Department of Neurology, Kyung Hee University College of Medicine, Seoul, South Korea.
J Stroke Cerebrovasc Dis. 2016 Oct;25(10):2543-8. doi: 10.1016/j.jstrokecerebrovasdis.2016.06.035. Epub 2016 Jul 18.
Symptomatic intracerebral hemorrhage (sICH) is one of the most feared complications after administration of intravenous recombinant tissue plasminogen activator (IV rtPA). The aim of this study was to determine correlations between hemorrhage volume (HV) after IV rtPA treatment and risk factors for sICH.
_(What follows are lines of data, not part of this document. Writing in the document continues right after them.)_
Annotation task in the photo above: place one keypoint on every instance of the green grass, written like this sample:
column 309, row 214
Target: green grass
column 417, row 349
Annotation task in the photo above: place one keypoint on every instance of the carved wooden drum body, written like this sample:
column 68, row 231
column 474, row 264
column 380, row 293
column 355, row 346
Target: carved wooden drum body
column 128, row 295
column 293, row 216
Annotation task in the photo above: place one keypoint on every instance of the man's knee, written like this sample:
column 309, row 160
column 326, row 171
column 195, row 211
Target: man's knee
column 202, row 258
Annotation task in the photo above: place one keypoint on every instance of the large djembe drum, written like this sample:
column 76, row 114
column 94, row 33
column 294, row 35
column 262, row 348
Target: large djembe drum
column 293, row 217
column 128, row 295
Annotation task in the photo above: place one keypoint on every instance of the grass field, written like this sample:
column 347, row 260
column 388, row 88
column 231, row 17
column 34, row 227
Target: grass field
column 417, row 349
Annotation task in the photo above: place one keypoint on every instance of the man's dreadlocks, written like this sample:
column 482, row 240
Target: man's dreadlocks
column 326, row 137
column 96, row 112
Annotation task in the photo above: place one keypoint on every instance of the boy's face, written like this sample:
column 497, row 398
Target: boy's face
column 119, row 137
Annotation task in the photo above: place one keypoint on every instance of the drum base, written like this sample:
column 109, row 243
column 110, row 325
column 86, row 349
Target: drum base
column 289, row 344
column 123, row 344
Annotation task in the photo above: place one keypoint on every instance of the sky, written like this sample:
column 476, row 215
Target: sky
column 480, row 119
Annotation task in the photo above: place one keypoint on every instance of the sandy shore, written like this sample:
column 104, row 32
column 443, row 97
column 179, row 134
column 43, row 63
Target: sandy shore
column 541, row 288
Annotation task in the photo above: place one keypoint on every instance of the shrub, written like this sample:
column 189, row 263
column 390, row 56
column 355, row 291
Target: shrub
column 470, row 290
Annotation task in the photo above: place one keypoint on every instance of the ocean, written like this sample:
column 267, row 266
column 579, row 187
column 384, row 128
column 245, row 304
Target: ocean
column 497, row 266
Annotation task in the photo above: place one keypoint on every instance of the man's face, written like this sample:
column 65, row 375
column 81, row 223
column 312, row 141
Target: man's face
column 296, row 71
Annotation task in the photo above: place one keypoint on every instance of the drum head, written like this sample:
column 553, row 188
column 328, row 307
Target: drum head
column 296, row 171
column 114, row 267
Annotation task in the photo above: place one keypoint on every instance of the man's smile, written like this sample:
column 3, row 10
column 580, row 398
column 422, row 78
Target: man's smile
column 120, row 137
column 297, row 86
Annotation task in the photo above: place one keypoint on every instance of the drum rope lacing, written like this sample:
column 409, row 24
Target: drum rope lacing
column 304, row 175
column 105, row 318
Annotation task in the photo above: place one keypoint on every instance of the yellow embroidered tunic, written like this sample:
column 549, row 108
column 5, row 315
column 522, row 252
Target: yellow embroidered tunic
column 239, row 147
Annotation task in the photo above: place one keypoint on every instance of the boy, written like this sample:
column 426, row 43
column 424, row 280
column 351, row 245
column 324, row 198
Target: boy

We analyzed 318 patients from the stroke registries of 4 hospitals in Korea. We confirmed hemorrhage by computed tomography (CT) or magnetic resonance imaging within 36 hours. Patient groups were classified by HV (0, 0-10, 10-25, and greater than 25 mL). Based on the HV, we evaluated the following: (1) predictors for hemorrhage; (2) rates of sICH according to various sICH definitions; and (3) 3-month functional outcomes after IV rtPA treatment.
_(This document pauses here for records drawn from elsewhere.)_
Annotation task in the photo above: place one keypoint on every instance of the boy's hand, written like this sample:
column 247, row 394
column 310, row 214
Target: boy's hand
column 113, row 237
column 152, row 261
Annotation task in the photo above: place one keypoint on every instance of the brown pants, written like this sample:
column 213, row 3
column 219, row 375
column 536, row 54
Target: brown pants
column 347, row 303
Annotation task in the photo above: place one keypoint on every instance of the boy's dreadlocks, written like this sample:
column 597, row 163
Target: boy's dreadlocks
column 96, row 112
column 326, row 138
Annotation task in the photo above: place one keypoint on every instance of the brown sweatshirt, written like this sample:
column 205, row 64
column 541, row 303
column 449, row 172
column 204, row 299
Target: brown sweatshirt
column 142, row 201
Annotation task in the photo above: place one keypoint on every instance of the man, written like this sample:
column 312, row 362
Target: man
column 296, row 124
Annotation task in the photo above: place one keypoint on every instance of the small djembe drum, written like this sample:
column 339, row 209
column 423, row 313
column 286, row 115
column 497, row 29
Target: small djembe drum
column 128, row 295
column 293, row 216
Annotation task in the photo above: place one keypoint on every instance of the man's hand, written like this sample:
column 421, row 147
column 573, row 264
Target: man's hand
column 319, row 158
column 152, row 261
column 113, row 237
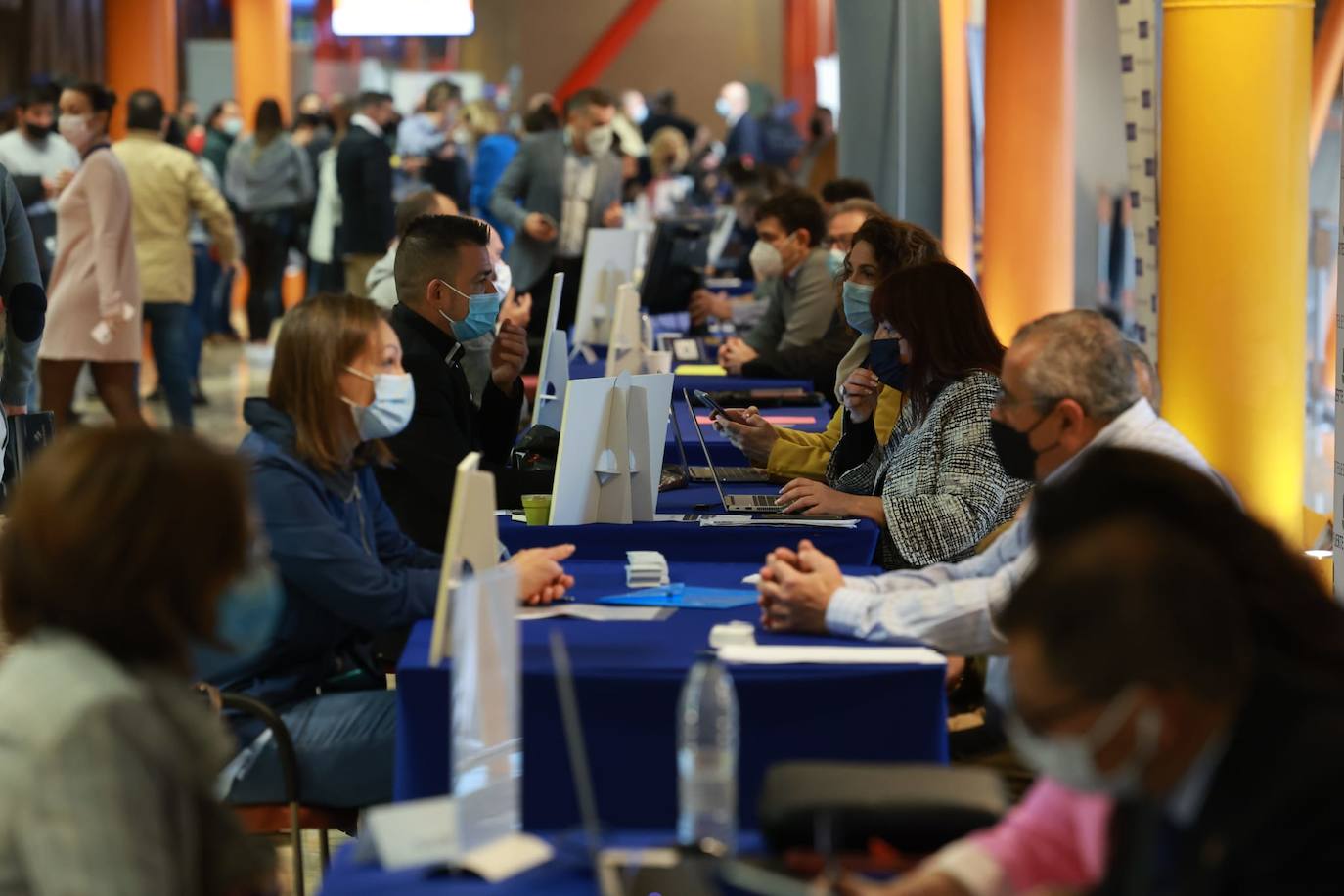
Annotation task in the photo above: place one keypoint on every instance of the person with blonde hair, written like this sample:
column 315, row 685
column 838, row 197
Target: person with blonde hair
column 349, row 572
Among the 318 patients, hemorrhage occurred in 72 patients. HV was significantly correlated with atrial fibrillation (OR = 3.38, 95% CI = 1.87-6.09), early CT changes (OR = 3.17, 95% CI = 1.69-5.93), and dense artery sign (OR = 1.90, 95% CI = 1.07-3.39). Compared with the groups with HV less than 25 mL, patients with an HV of greater than 25 mL were more likely to have higher mortality rates (33.3% versus 11.8%) and worse outcomes at 3 months (good: 8.3% versus 50.3%; excellent: 0% versus 33.7%).
HV after IV rtPA is an important predictor of clinical outcomes. Atrial fibrillation, early CT changes, and dense artery sign were significantly associated with large HVs; therefore, these patient factors might be considered before and after thrombolytic treatment.
症状性脑出血(sICH)是静脉注射重组组织型纤溶酶原激活剂(IV rtPA)后最令人担忧的并发症之一。本研究的目的是确定IV rtPA治疗后出血量(HV)与sICH危险因素之间的相关性。
我们分析了韩国4家医院卒中登记处的318例患者。我们在36小时内通过计算机断层扫描(CT)或磁共振成像确认出血情况。患者组按HV(0、0 - 10、10 - 25以及大于25 mL)进行分类。基于HV,我们评估了以下内容:(1)出血的预测因素;(2)根据各种sICH定义的sICH发生率;(3)IV rtPA治疗后3个月的功能结局。
在318例患者中,72例发生出血。HV与心房颤动(OR = 3.38,95% CI = 1.87 - 6.09)、早期CT改变(OR = 3.17,95% CI = 1.69 - 5.93)以及动脉高密度征(OR = 1.90,95% CI = 1.07 - 3.39)显著相关。与HV小于25 mL的组相比,HV大于25 mL的患者死亡率更高(33.3%对11.8%),且3个月时结局更差(良好:8.3%对50.3%;优秀:0%对33.7%)。
IV rtPA治疗后的HV是临床结局的重要预测指标。心房颤动、早期CT改变和动脉高密度征与大的HV显著相关;因此,在溶栓治疗前后可能需要考虑这些患者因素。